Chad Bown noted earlier this month that in past episodes such as this one, the trading system largely held. In the past, however, there was confidence that U.S. presidents were fundamentally committed to the multilateral trading system. No one feels that way about the current president.
Finally, Shawn Donnan of the Financial Times reports on some proposed reforms of the U.S. system that investigates the national security implications of foreign direct investment:
The Committee on Foreign Investment in the United States (CFIUS) is one of the most powerful — and enigmatic — regulators in the world. An inter-agency committee that brings together defence and intelligence staff with economic policymakers, it was created to vet inbound foreign investment for potential national security threats.Yet reforms being pushed by President Donald Trump and contained in a bill now working its way through Congress would, if enacted, expand its workload from a few hundred transactions a year to potentially thousands. …For the first time, the bill now under consideration would give CFIUS broad jurisdiction over major outbound investment by US companies, that since 1990 has been worth some $250bn, and the overseas ventures of US-based multinationals. And for that reason it has provoked a growing revolt from blue-chip American companies such as General Electric and IBM and a debate in Congress over how best to curtail Chinese pressure on US companies. …“This is a radical change,” says Rod Hunter, who oversaw CFIUS while on President George W Bush’s National Security Council and is now a partner at law firm Baker McKenzie. “You would basically turn the US technology industry into a regulated industry. If there was ever a way to turn the US technology industry into [failed carmaker] British Leyland this is how you do it.”

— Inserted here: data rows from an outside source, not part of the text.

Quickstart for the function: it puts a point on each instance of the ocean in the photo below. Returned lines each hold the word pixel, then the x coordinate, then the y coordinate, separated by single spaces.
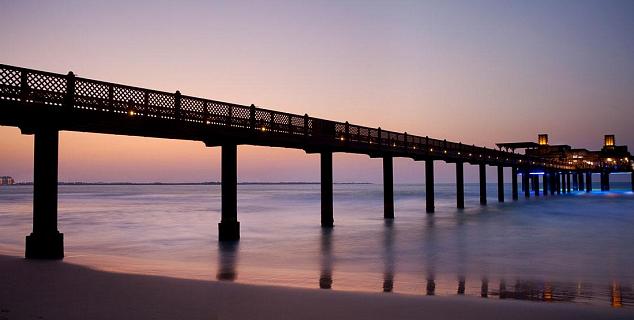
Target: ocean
pixel 574 248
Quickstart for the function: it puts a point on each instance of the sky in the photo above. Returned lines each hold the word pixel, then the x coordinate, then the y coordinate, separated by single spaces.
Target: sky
pixel 478 72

It is possible that none of these stories will pan out. The stories above also report that numerous Trump advisers oppose this kind of crude protectionism. These advisers have thwarted Navarro in the past. Clearly, a large swath of U.S. multinationals are mobilizing against any expansion of CFIUS jurisdiction. This could all prove to be as much a mirage as the threat to withdraw from NAFTA.
It should always be remembered that Trump does not understand most foreign policy. His staff members have succeeded in using stupid arguments to persuade him not to take precipitous action on trade. Still, trade is an area where the president had strong beliefs. I worry that while his advisers can delay his wishes on this subject, they cannot deny him. And then we will get to see whether the president really can end his team’s civil war on trade and trigger an actual trade war in the global economy.

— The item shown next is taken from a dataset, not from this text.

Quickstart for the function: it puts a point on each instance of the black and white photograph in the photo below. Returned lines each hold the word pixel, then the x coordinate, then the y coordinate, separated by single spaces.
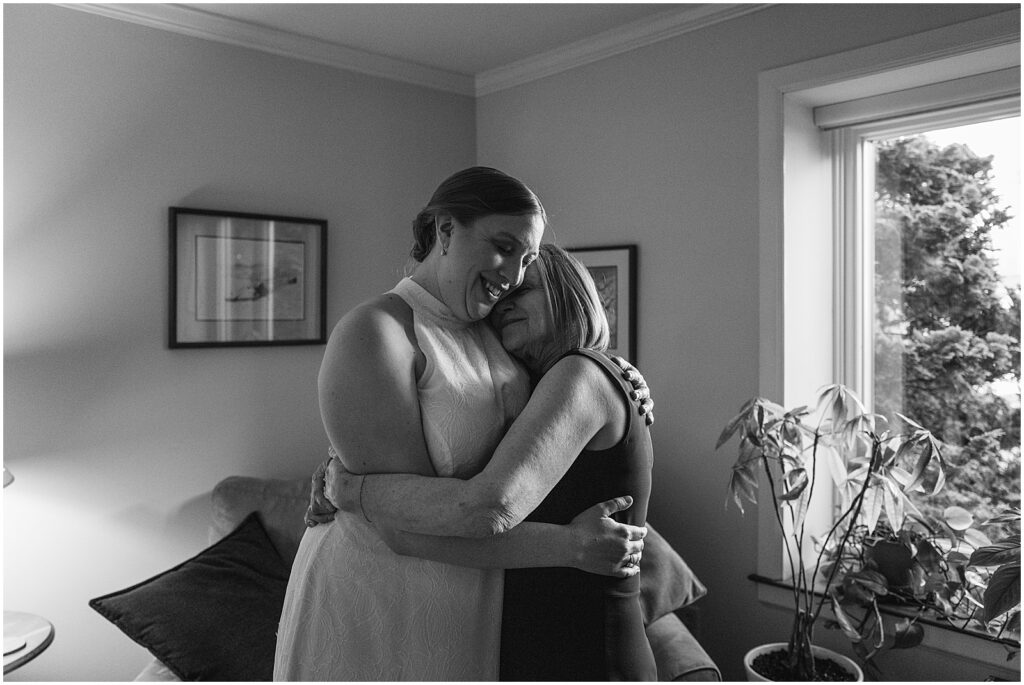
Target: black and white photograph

Even if Trump does not get what he wants in the short run, he has already succeeded in sabotaging American economic leadership. So I’ll close with Adam Posen’s sobering conclusion from the latest issue of Foreign Affairs.
If the United States continues its retreat from economic leadership, it will impose serious pain on the rest of the world — and on itself. Unless the Trump administration chooses to launch a full-blown trade war, the consequences will not come immediately. But a sustained U.S. withdrawal will inevitably make economic growth slower and less certain. The resulting disorder will make the economic well-being of people around the word more vulnerable to political predation and conflict than it has been in decades.
It almost does not matter if Trump launches a new trade war. The United States has already lost it.